2. An engine exhaust aftertreatment mixing device as in claim 1, wherein, The primary filter assembly includes a first housing (1), and the bottom of the first housing (1) is provided with an exhaust pipe (4), an air pipe one (5) and an air pipe two (6) for air intake.

3. An engine exhaust aftertreatment mixing device as in claim 2, wherein, The secondary filter assembly includes a second housing (2), which is located on one side of the first housing (1). The bottom of the second housing (2) is provided with an exhaust pipe (7) for exhausting air.

4. An engine exhaust aftertreatment mixing device as in claim 3, wherein, The top of the first housing (1) and the second housing (2) are provided with sealing caps (3) for protecting the mixing components.

5. The engine exhaust aftertreatment mixing device of claim 3, wherein, The first shell (1) and the second shell (2) are provided with a connecting plate (9) that cooperates with each other on the side that is close to each other. The first shell (1) and the second shell (2) are provided with a positioning sleeve (10) on the top outer side. The first shell (1) and the second shell (2) are respectively provided with a fixing plate one (11) and a fixing plate two (12) for fixing.

6. An engine exhaust aftertreatment mixing device as in claim 4, wherein, The sealing cover (3) is provided with a sampling tube one (13) on the outside of the second shell (2), and the bottom end of the shaped plate (21) is provided with a sampling tube two (14).

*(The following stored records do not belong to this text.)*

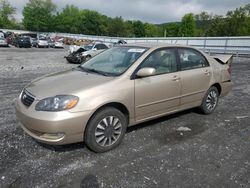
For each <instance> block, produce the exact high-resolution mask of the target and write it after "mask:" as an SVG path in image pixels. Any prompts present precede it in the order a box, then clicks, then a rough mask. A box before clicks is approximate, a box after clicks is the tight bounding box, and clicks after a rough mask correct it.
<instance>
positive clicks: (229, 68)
mask: <svg viewBox="0 0 250 188" xmlns="http://www.w3.org/2000/svg"><path fill="white" fill-rule="evenodd" d="M227 71H228V73H229V74H230V76H231V73H232V69H231V64H230V65H229V66H228V69H227Z"/></svg>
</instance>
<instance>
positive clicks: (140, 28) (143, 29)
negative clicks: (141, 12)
mask: <svg viewBox="0 0 250 188" xmlns="http://www.w3.org/2000/svg"><path fill="white" fill-rule="evenodd" d="M133 27H134V34H135V36H136V37H145V28H144V24H143V23H142V22H141V21H139V20H137V21H135V22H133Z"/></svg>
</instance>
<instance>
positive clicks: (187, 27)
mask: <svg viewBox="0 0 250 188" xmlns="http://www.w3.org/2000/svg"><path fill="white" fill-rule="evenodd" d="M180 34H181V36H183V37H193V36H195V35H196V23H195V20H194V16H193V14H192V13H188V14H185V15H184V16H183V17H182V19H181V27H180Z"/></svg>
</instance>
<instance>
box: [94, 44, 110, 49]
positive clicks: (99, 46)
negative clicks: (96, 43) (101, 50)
mask: <svg viewBox="0 0 250 188" xmlns="http://www.w3.org/2000/svg"><path fill="white" fill-rule="evenodd" d="M95 48H96V49H97V50H102V49H107V48H108V47H107V46H106V45H104V44H97V45H95Z"/></svg>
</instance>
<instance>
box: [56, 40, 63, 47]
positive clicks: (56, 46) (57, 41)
mask: <svg viewBox="0 0 250 188" xmlns="http://www.w3.org/2000/svg"><path fill="white" fill-rule="evenodd" d="M55 48H63V43H62V42H60V41H57V42H55Z"/></svg>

7. An engine exhaust aftertreatment mixing device as in claim 4, wherein, The first housing (1) is provided with a filter element (15), the second housing (2) is provided with a catalyst element (16), and the top of the first housing (1) is provided with a filter plate (17), which is located below the mixing component.

8. The engine exhaust aftertreatment mixing device of claim 1, wherein, The dispersion component includes several sets of side plates (28) symmetrically arranged on both sides of the mixing cavity (18), and the side plates (28) are located below the stepped groove (27). The top of the side plates (28) is symmetrically provided with a bracket (29), and the top of the bracket (29) is rotatably provided with a rotating shaft (30).

9. An engine exhaust aftertreatment mixing device as in claim 8, wherein, An evaporation plate (31) is provided between the rotating shafts (30). A positioning gear (32) is provided at the end of the rotating shaft (30) away from the evaporation plate (31). A limiting toothed plate (33) that cooperates with the positioning gear (32) is provided above the positioning gear (32).

10. The engine exhaust aftertreatment mixing device of claim 9, wherein, The side plate (28) is symmetrically provided with clamping plate one (34) on both sides of the top. A traction rod (35) is rotatably provided inside the clamping plate one (34). A clamping plate two (36) is rotatably provided at the top of the traction rod (35). A fixing plate (37) is provided at the top of the clamping plate two (36). A traction spring (38) is provided at the top of the fixing plate (37) to form a traction on the limiting tooth plate (33).